I previously wrote about UUIDv7 in Postgres. After reading Andy Atkinson’s deep dive on UUIDv4 primary keys, the “why” clicked even harder: random primary keys turn into extra work in B-tree indexes.

The script

Gist: https://gist.github.com/LxYuan0420/1cfe75637dbb811c6b88fef605ac88e4

Why UUIDv4 primary keys hurt (in Postgres)

Postgres primary keys are backed by B-tree indexes. With UUIDv4:

inserts don’t “append” to the right-most leaf page; they land on random pages
random inserts cause more page splits + fragmentation + larger indexes
UUID is 16 bytes (vs 8 bytes for bigint), so you fit fewer entries per 8KB page
low correlation between key order and physical row order => range scans / pagination touch more pages

Also: UUIDs are not security “capabilities” (RFC 4122 explicitly warns against treating them as unguessable secrets).

Run the script (step-by-step)

0) Confirm Postgres is reachable:

$ psql -d postgres -c 'select version();'

1) Download the script from the gist:

$ curl -L 'https://gist.github.com/LxYuan0420/1cfe75637dbb811c6b88fef605ac88e4/raw' -o uuid_pk_bench.sql

2) Create a scratch database (safe; the script drops a schema named uuid_pk_bench inside this DB):

$ dropdb uuid_pk_bench 2>/dev/null || true
$ createdb uuid_pk_bench

3) Run it (and save output):

$ psql -d uuid_pk_bench -f uuid_pk_bench.sql -v nrows=200000 -v limit_rows=20000 | tee bench.out

Alternative: run without saving the file locally:

$ curl -L 'https://gist.github.com/LxYuan0420/1cfe75637dbb811c6b88fef605ac88e4/raw' \
  | psql -d uuid_pk_bench -v nrows=200000 -v limit_rows=20000 \
  | tee bench.out

Optional: VACUUM first (often reduces Heap Fetches for index-only scans):

$ psql -d uuid_pk_bench -f uuid_pk_bench.sql -v nrows=200000 -v limit_rows=20000 -v vacuum=1 | tee bench_vacuum.out

Read the output

If you saved output to bench.out, I usually scan it like this:

$ rg '^== ' bench.out
$ rg 'Buffers:|Heap Fetches:|Execution Time:' bench.out

What it measures (and why)

Sizes: table + PK index sizes (UUID PK indexes are often bigger).
Correlation: pg_stats.correlation for the id column (1.0 = strongly ordered, ~0 = random).
ORDER BY id LIMIT ...: a rough proxy for keyset pagination / range scans (locality matters).
UPDATE that same LIMIT set: same idea, but with heap writes.

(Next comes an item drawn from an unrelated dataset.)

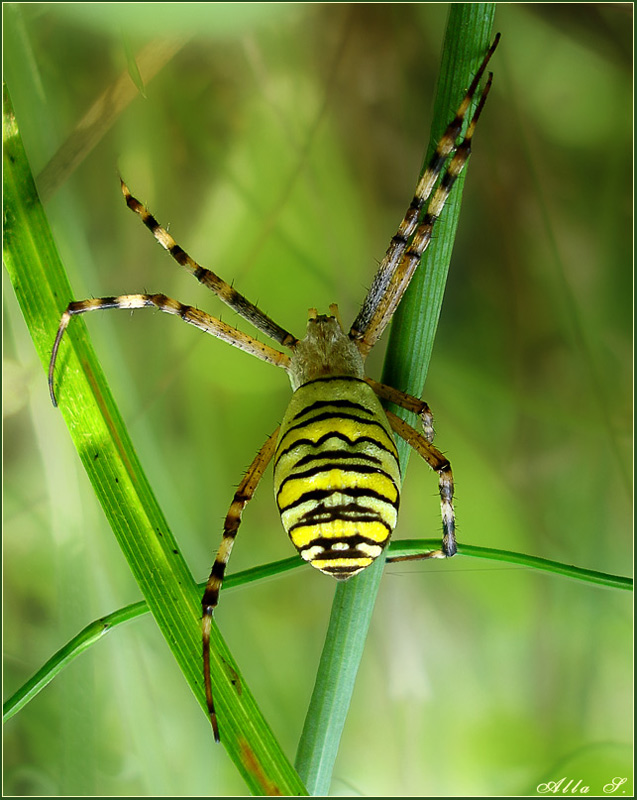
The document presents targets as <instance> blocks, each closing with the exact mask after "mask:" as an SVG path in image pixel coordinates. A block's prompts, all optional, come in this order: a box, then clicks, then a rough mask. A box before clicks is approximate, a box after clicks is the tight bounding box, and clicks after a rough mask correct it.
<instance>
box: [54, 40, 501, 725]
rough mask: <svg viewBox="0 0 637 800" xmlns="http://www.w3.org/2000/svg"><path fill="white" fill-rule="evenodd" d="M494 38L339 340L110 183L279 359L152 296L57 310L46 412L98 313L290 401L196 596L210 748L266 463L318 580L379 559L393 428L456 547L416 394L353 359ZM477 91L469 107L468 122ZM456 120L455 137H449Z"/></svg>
mask: <svg viewBox="0 0 637 800" xmlns="http://www.w3.org/2000/svg"><path fill="white" fill-rule="evenodd" d="M498 39H499V35H498V36H497V37H496V39H495V41H494V43H493V45H492V46H491V47H490V49H489V51H488V52H487V54H486V56H485V57H484V59H483V61H482V64H481V65H480V68H479V69H478V71H477V73H476V76H475V78H474V79H473V81H472V83H471V85H470V87H469V89H468V90H467V93H466V94H465V96H464V98H463V100H462V102H461V104H460V106H459V108H458V111H457V112H456V115H455V117H454V119H453V120H452V122H451V123H450V124H449V126H448V127H447V130H446V131H445V133H444V134H443V136H442V138H441V139H440V141H439V142H438V144H437V147H436V150H435V152H434V154H433V156H432V158H431V160H430V161H429V164H428V165H427V168H426V169H425V171H424V172H423V174H422V177H421V178H420V180H419V181H418V185H417V187H416V192H415V194H414V198H413V200H412V201H411V204H410V206H409V208H408V210H407V213H406V214H405V217H404V218H403V221H402V222H401V223H400V226H399V228H398V231H397V233H396V234H395V236H394V237H393V238H392V240H391V243H390V245H389V248H388V250H387V253H386V254H385V257H384V259H383V261H382V263H381V265H380V267H379V269H378V271H377V273H376V275H375V277H374V279H373V281H372V284H371V287H370V289H369V291H368V293H367V296H366V298H365V300H364V301H363V305H362V306H361V310H360V312H359V314H358V316H357V317H356V319H355V320H354V323H353V324H352V326H351V328H350V330H349V331H348V332H346V331H345V330H344V329H343V328H342V326H341V323H340V320H339V319H338V313H337V309H336V306H332V307H331V308H330V312H331V313H330V314H329V315H319V314H318V313H317V312H316V310H314V309H312V310H311V311H310V315H309V321H308V330H307V334H306V336H305V337H304V338H302V339H298V338H297V337H295V336H294V335H292V334H291V333H289V332H288V331H286V330H285V329H284V328H282V327H281V326H280V325H277V323H276V322H274V321H273V320H272V319H270V318H269V317H268V316H267V315H266V314H264V313H263V312H262V311H261V310H260V309H259V308H258V307H257V306H255V305H254V304H253V303H251V302H250V301H249V300H247V299H246V298H245V297H244V296H243V295H241V294H240V293H239V292H237V291H236V290H235V289H234V288H233V287H231V286H230V285H229V284H228V283H226V282H225V281H224V280H222V279H221V278H220V277H219V276H218V275H216V274H215V273H214V272H212V271H211V270H209V269H206V268H204V267H202V266H200V265H199V264H198V263H197V262H196V261H194V260H193V259H192V258H191V257H190V256H189V255H188V254H187V253H186V252H185V251H184V250H183V249H182V248H181V247H180V246H179V245H178V244H177V243H176V242H175V240H174V239H173V238H172V236H171V235H170V234H169V233H168V232H167V231H166V229H165V228H163V227H162V226H161V225H160V224H159V223H158V222H157V220H156V219H155V217H153V215H152V214H151V213H150V212H149V211H148V209H146V208H145V207H144V206H143V205H142V204H141V203H140V202H139V201H138V200H137V199H136V198H135V197H133V195H132V194H131V193H130V191H129V189H128V187H127V186H126V184H125V183H124V182H123V181H122V192H123V194H124V198H125V200H126V204H127V205H128V207H129V208H130V209H131V210H132V211H134V212H135V213H136V214H137V215H138V216H139V217H140V218H141V219H142V221H143V222H144V224H145V225H146V226H147V227H148V228H149V230H150V231H151V232H152V233H153V235H154V236H155V238H156V239H157V240H158V241H159V243H160V244H161V245H162V246H163V247H164V248H165V249H166V250H168V252H169V253H170V254H171V255H172V256H173V258H174V259H175V260H176V261H177V262H178V263H179V264H180V265H181V266H183V267H184V268H185V269H187V270H188V271H189V272H191V273H192V274H193V275H194V277H195V278H197V280H198V281H199V282H200V283H202V284H203V285H204V286H207V287H208V288H209V289H211V290H212V291H213V292H214V293H215V294H216V295H217V296H218V297H219V298H220V299H221V300H223V302H225V303H226V304H227V305H229V306H230V307H231V308H232V309H233V310H234V311H236V312H237V314H239V315H240V316H242V317H243V318H244V319H246V320H248V321H249V322H250V323H252V325H254V326H255V327H256V328H257V329H258V330H259V331H260V332H261V333H263V334H265V335H266V336H268V337H269V338H270V339H271V340H273V341H274V342H276V343H277V344H278V345H280V346H282V347H285V348H288V349H289V350H290V355H287V354H285V353H283V352H281V351H280V350H277V349H275V348H273V347H271V346H270V345H267V344H264V343H262V342H259V341H258V340H257V339H255V338H254V337H252V336H250V335H248V334H246V333H243V332H241V331H239V330H237V329H236V328H233V327H232V326H230V325H227V324H226V323H224V322H221V320H219V319H216V318H215V317H212V316H210V315H209V314H207V313H205V312H204V311H200V310H199V309H196V308H193V307H192V306H187V305H184V304H183V303H180V302H178V301H177V300H173V299H172V298H170V297H167V296H166V295H164V294H128V295H120V296H118V297H102V298H97V299H92V300H82V301H79V302H72V303H70V304H69V306H68V307H67V309H66V311H65V312H64V314H63V315H62V319H61V320H60V325H59V328H58V332H57V336H56V339H55V342H54V345H53V350H52V354H51V361H50V364H49V389H50V393H51V398H52V400H53V403H54V404H56V396H55V391H54V384H53V378H54V369H55V362H56V358H57V353H58V349H59V346H60V342H61V340H62V337H63V335H64V331H65V330H66V328H67V326H68V324H69V322H70V320H71V317H73V316H74V315H77V314H84V313H87V312H88V311H97V310H100V309H108V308H125V309H135V308H144V307H155V308H158V309H159V310H160V311H165V312H167V313H169V314H175V315H177V316H179V317H181V319H183V320H184V321H185V322H188V323H189V324H191V325H194V326H195V327H197V328H199V329H200V330H203V331H205V332H206V333H210V334H212V335H213V336H216V337H217V338H219V339H222V340H224V341H226V342H228V343H230V344H232V345H234V346H235V347H238V348H240V349H241V350H244V351H245V352H248V353H251V354H252V355H254V356H256V357H257V358H260V359H261V360H262V361H267V362H268V363H270V364H274V365H275V366H278V367H282V368H283V369H285V370H286V371H287V373H288V375H289V378H290V382H291V384H292V389H293V392H294V394H293V395H292V399H291V401H290V404H289V406H288V408H287V411H286V413H285V416H284V418H283V421H282V423H281V425H280V426H279V427H278V428H277V429H276V431H274V433H272V435H271V436H270V437H269V438H268V440H267V441H266V443H265V444H264V445H263V447H262V448H261V450H260V451H259V452H258V454H257V456H256V458H255V459H254V461H253V462H252V464H251V465H250V467H249V469H248V471H247V472H246V474H245V476H244V478H243V480H242V481H241V483H240V485H239V487H238V489H237V491H236V492H235V495H234V498H233V501H232V504H231V506H230V509H229V511H228V514H227V516H226V520H225V523H224V530H223V537H222V541H221V545H220V547H219V550H218V552H217V556H216V559H215V562H214V564H213V567H212V571H211V573H210V578H209V579H208V583H207V586H206V590H205V592H204V595H203V598H202V610H203V614H202V631H203V633H202V639H203V663H204V684H205V689H206V699H207V703H208V710H209V712H210V719H211V722H212V726H213V730H214V734H215V738H216V739H217V740H218V739H219V731H218V726H217V717H216V713H215V708H214V703H213V698H212V688H211V680H210V630H211V621H212V615H213V613H214V609H215V608H216V606H217V603H218V600H219V591H220V589H221V585H222V583H223V577H224V573H225V569H226V565H227V563H228V559H229V558H230V553H231V551H232V547H233V544H234V540H235V537H236V534H237V531H238V529H239V525H240V522H241V515H242V512H243V509H244V508H245V505H246V503H248V501H249V500H250V499H251V498H252V496H253V495H254V492H255V491H256V488H257V486H258V484H259V481H260V480H261V477H262V475H263V473H264V471H265V469H266V467H267V465H268V464H269V462H270V461H271V460H272V459H274V489H275V499H276V502H277V506H278V509H279V512H280V514H281V520H282V523H283V527H284V528H285V530H286V531H287V533H288V535H289V536H290V539H291V540H292V542H293V543H294V545H295V547H296V548H297V549H298V551H299V553H300V554H301V556H302V557H303V558H304V559H305V560H306V561H308V562H309V563H311V564H312V565H313V566H315V567H316V568H317V569H319V570H321V571H322V572H326V573H328V574H331V575H333V576H334V577H335V578H337V579H339V580H346V579H348V578H350V577H352V576H353V575H356V574H357V573H358V572H360V571H361V570H363V569H365V567H367V566H369V564H371V563H372V562H373V560H374V559H375V558H377V557H378V556H379V555H380V554H381V553H382V551H383V549H384V547H385V546H386V544H387V542H388V541H389V538H390V536H391V534H392V532H393V530H394V528H395V526H396V519H397V512H398V505H399V498H400V470H399V467H398V456H397V452H396V446H395V444H394V440H393V434H392V431H393V432H394V433H397V434H398V435H399V436H401V437H402V438H403V439H405V440H406V441H407V442H408V443H409V444H410V445H411V446H412V447H414V449H416V450H417V452H418V453H419V454H420V455H421V456H422V457H423V458H424V459H425V460H426V461H427V463H428V464H429V466H430V467H431V468H432V469H433V470H434V471H435V472H437V473H438V484H439V491H440V503H441V510H442V527H443V535H442V546H441V549H440V550H439V551H435V552H434V553H430V554H428V555H429V556H440V557H448V556H452V555H454V553H455V552H456V542H455V519H454V511H453V478H452V474H451V465H450V464H449V461H448V460H447V459H446V458H445V456H443V455H442V453H441V452H440V451H439V450H437V449H436V448H435V447H434V446H433V444H432V442H433V438H434V431H433V420H432V415H431V411H430V410H429V407H428V406H427V404H426V403H425V402H423V401H422V400H419V399H418V398H415V397H411V396H410V395H406V394H404V393H403V392H401V391H399V390H398V389H394V388H392V387H390V386H385V385H383V384H380V383H377V382H376V381H374V380H372V379H371V378H367V377H365V370H364V363H365V358H366V356H367V354H368V353H369V351H370V350H371V348H372V347H373V346H374V344H375V343H376V342H377V341H378V339H379V338H380V336H381V335H382V333H383V331H384V330H385V328H386V327H387V325H388V324H389V322H390V320H391V318H392V316H393V314H394V312H395V310H396V308H397V306H398V304H399V302H400V300H401V298H402V297H403V294H404V293H405V290H406V289H407V286H408V285H409V282H410V280H411V278H412V276H413V274H414V272H415V270H416V268H417V266H418V264H419V263H420V259H421V257H422V255H423V253H424V251H425V249H426V248H427V246H428V244H429V242H430V241H431V236H432V231H433V229H434V225H435V222H436V220H437V219H438V217H439V215H440V212H441V211H442V208H443V206H444V204H445V201H446V199H447V197H448V196H449V193H450V191H451V188H452V186H453V184H454V182H455V180H456V178H457V177H458V176H459V174H460V173H461V172H462V169H463V168H464V165H465V164H466V162H467V158H468V157H469V153H470V150H471V141H472V138H473V134H474V131H475V127H476V123H477V121H478V119H479V117H480V114H481V112H482V108H483V107H484V103H485V100H486V98H487V94H488V92H489V88H490V85H491V75H489V78H488V80H487V82H486V85H485V86H484V88H483V89H482V91H481V92H480V93H479V94H478V87H479V85H480V81H481V79H482V76H483V74H484V72H485V69H486V66H487V64H488V62H489V59H490V58H491V56H492V54H493V51H494V50H495V48H496V46H497V43H498ZM476 96H478V103H477V107H476V109H475V111H474V112H473V114H472V115H470V114H469V111H470V109H471V106H472V101H473V100H474V98H475V97H476ZM467 117H469V123H468V125H467V129H466V133H465V134H464V138H462V140H461V141H460V143H458V139H459V137H460V136H461V131H462V128H463V125H464V123H465V120H466V119H467ZM441 176H442V177H441ZM379 398H380V399H381V400H389V401H391V402H393V403H395V404H397V405H399V406H401V407H403V408H406V409H408V410H410V411H413V412H415V413H416V414H419V415H420V418H421V420H422V423H423V432H422V433H419V432H418V431H416V430H415V429H414V428H412V427H411V426H410V425H408V424H407V423H406V422H404V421H403V420H401V419H400V418H399V417H397V416H396V415H395V414H392V413H391V412H390V411H385V410H383V408H382V406H381V404H380V401H379Z"/></svg>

Note: this is intentionally not a point-lookup benchmark (WHERE id = ...). It’s meant to show what happens when you traverse lots of rows in primary-key order (common in pagination, maintenance jobs, or ORMs that implicitly ORDER BY id).

Example output (nrows=200000, limit_rows=20000)

This is trimmed to the lines I actually look at.

== Sizes (table + pkey index) ==
    relname     |  size
----------------+---------
 uuidv4_pk      | 28 MB
 bigint_pk      | 27 MB
 uuidv4_pk_pkey | 8536 kB
 bigint_pk_pkey | 4408 kB

== Correlation (how well physical order matches key order) ==
 tablename | attname | correlation
-----------+---------+-------------
 bigint_pk | id      |           1
 uuidv4_pk | id      | 0.010380032

== Index-only scan (id only) ==
-- bigint_pk
Buffers: shared hit=402
Heap Fetches: 20000
Execution Time: 2.526 ms

-- uuidv4_pk
Buffers: shared hit=20112
Heap Fetches: 20000
Execution Time: 8.450 ms

== Index scan + heap fetch (payload) ==
-- bigint_pk
Buffers: shared hit=402
Execution Time: 2.407 ms

-- uuidv4_pk
Buffers: shared hit=20112
Execution Time: 4.678 ms

== Update the same LIMIT set (forces heap writes) ==
-- bigint_pk
Buffers: shared hit=144555 dirtied=242 written=242
Execution Time: 73.993 ms

-- uuidv4_pk
Buffers: shared hit=164486 dirtied=233 written=233
Execution Time: 88.780 ms

How to interpret:

Index size: the UUID PK index is ~1.9× bigger here (8.5MB vs 4.4MB).
Correlation: bigint is perfectly correlated (1.0) because it’s inserted sequentially; UUIDv4 is basically random (~0.01).
Buffers: each buffer is an 8KB page. So 402 buffers is ~3.1MB of page touches, while 20112 buffers is ~157MB — for the same LIMIT 20000. (hit=... means it was already in Postgres shared buffers; if you see read=... that’s disk I/O.)
Heap Fetches in an “index-only” plan: Postgres still has to visit the heap to check tuple visibility unless the visibility map says the page is “all-visible”. That’s why the script has an optional -v vacuum=1 mode.
Updates: UUIDv4 tends to spread writes/reads across more pages, so you’ll often see higher buffer counts and slightly higher latency for equivalent updates.